2. Results and Discussion

The revision of the PT17 mitogenomes resulted in 6401 (5435 + 966) revised (rPT17) motifs that can be used for alignment and haplogrouping. This corresponds to an increase of about 18% compared to the original PT17. For the CR, which is commonly targeted in medical, population, and forensic genetics, the increase from 2651 to 3442 haplotypes amounts to 30%.

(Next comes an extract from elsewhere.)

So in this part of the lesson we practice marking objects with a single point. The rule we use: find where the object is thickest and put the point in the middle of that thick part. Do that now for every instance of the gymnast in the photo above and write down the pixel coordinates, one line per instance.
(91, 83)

2.1. Haplogroups of the Representative Mitogenomes of PT17

For the evaluation of the new algorithm, all PT17 mitogenome alignments resulted in the nearest estimated haplogroup matching the PT17 motifs or their revisions. The nearest haplogroup equaled the haplogroup in the tree except for the following six cases. For the full mitogenome JQ703290 attached to haplogroup H2a2+(16235), the nearest haplogroups listed were H2a2 and H2a2+(16235), because the mitogenome harbored the ambiguous symbol R at position 16235. Similarly, for the full mitogenome JQ705258 attached to haplogroup H27+16093, the nearest haplogroups were H27 and H27+16093, because the mitogenome harbored the ambiguous symbol Y at position 16093. For the mitogenome DQ112896 attached to haplogroup Q3a+61+62 the nearest haplogroups were Q3a and Q3a+61+62, because of a reduced reading range (436–16021). For the full mitogenome FJ770956 attached to haplogroup M35 the nearest haplogroups were M29′Q and M35, because the private mutations differed only by the transitions 13500C (diagnostic for M29′Q) or 12561A (diagnostic for M35), respectively, which have the same weight of 1.312 due to the ranking in Table S3 of [14]. For the full mitogenome GU122998 attached to haplogroup T2b8 the nearest haplogroup was T2b35, because the private mutations differed only by the transitions 9843G (diagnostic for T2b35) or 3338C (diagnostic for T2b8) with weights of 1.593 and 1.360, respectively [14]. For the full mitogenome AF381985 attached to haplogroup T2e1a1b the nearest haplogroup was T2e1a, because the private mutations differed only by the transitions 15499C (diagnostic for T2e1a) or 16189C (diagnostic for T2e1a1b) with weights of 1.593 and 0.475, respectively [14]. We conclude that the estimated haplogroups were correct and that the mitogenomes DQ112896, GU122998 and AF381985 attached to PT17 should be moved to haplogroups Q3a, T2b35 and T2e1a, respectively.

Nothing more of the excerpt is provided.